In the meantime:  http://en.gentoo-wiki.com/wiki/RAID/NVRAID_with_dmraid#About_the_Install
Comment 12 Timothy Miller 2009-09-18 00:33:37 UTC
Sweet.  You guys rock!
Comment 13 Sven E. 2010-06-29 20:06:16 UTC
Just wanted to mention:

The same is true for mdraid. I set up an md device as mirror of two SSDs, reading from the md device completely hits one of the disks (it doesn't seem to be determined which one, but as long as the process runs all reads are redirected to the same disk).
If we assume that the device is selected by some round robin mechanism, it only seems to choose one disk and keeps it for subsequent reads (maybe on a per process basis).
Yet, a working md mirror target should by itself properly distribute the reads on the underlying mirror devices, even for a single thread.
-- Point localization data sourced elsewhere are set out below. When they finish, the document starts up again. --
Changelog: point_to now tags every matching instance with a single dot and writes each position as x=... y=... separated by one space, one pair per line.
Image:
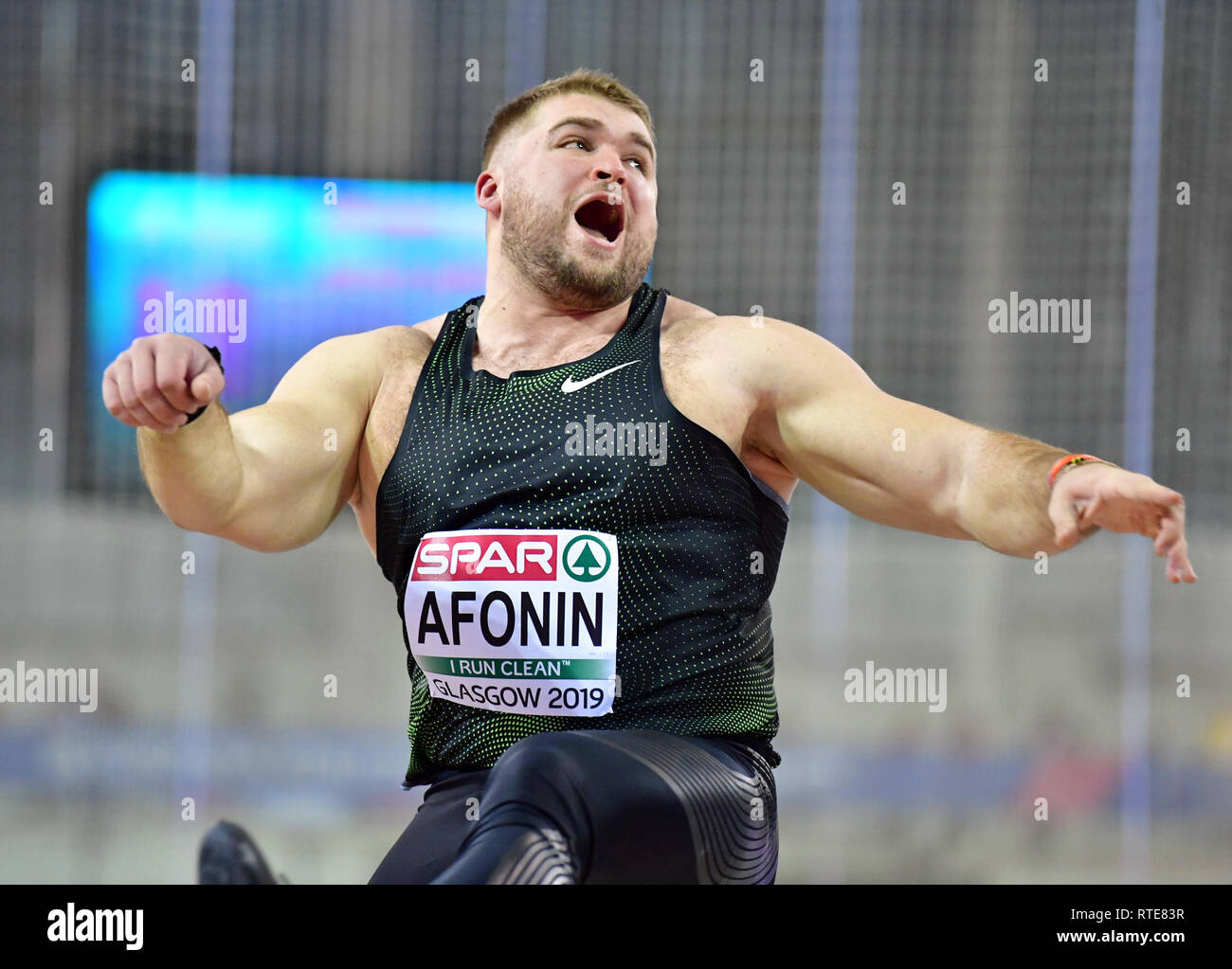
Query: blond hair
x=512 y=114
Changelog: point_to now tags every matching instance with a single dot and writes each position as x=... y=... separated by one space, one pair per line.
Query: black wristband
x=218 y=358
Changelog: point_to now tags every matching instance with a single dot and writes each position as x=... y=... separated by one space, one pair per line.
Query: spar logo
x=587 y=559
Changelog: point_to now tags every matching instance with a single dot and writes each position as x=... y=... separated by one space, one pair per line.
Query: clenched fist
x=159 y=381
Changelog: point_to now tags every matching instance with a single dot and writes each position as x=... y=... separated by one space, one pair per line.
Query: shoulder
x=401 y=344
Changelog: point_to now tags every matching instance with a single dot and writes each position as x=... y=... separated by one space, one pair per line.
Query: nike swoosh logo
x=570 y=385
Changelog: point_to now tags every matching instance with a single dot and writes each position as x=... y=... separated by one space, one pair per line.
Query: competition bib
x=516 y=620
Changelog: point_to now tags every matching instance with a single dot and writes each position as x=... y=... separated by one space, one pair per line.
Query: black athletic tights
x=596 y=807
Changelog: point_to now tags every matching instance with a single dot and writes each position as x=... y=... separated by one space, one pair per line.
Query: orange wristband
x=1072 y=460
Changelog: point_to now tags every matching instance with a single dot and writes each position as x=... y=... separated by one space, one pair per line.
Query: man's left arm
x=912 y=467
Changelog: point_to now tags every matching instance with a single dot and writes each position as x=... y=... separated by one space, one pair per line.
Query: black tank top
x=592 y=446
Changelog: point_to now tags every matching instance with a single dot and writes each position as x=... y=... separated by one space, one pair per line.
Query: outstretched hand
x=1093 y=496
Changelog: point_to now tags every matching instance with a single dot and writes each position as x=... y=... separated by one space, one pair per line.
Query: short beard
x=534 y=241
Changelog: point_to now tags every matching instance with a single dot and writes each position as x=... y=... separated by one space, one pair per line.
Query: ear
x=487 y=193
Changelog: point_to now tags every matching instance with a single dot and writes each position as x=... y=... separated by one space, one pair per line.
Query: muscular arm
x=887 y=459
x=274 y=476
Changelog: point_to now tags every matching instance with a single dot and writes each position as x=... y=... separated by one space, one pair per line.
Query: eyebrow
x=591 y=123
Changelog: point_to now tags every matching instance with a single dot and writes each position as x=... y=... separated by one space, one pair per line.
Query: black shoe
x=230 y=857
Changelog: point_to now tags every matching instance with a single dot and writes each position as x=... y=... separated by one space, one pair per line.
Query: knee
x=537 y=763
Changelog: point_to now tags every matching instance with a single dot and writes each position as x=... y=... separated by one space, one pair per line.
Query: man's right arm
x=270 y=478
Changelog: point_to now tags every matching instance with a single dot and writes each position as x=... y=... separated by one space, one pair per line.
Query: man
x=578 y=487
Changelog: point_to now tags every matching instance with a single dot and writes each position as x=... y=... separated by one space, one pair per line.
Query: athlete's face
x=578 y=201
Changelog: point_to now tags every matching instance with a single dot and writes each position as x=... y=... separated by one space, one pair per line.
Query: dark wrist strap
x=218 y=358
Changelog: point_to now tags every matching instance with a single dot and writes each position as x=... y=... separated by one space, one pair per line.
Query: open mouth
x=602 y=218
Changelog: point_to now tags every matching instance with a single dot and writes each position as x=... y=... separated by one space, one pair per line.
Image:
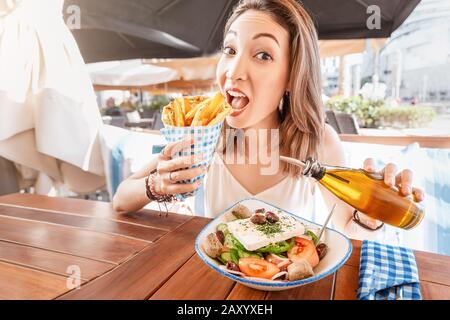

This is true for 2.6.33.5, I did not try .34 yet though.


(In reply to comment #12)
> Sweet.  You guys rock!
> 

Comment 14 Timothy Miller 2010-06-29 20:10:33 UTC
I don't know what you're looking at, but I've tested mdraid, and it definitely does round-robin.  If you do iotop while reading, you'll see that half the reads go to one disk and half to the other.  And also, I've looked at the kernel source, and there is code in there to do it.

On the other hand, dmraid has specific comments stating that they don't but should do round-robin.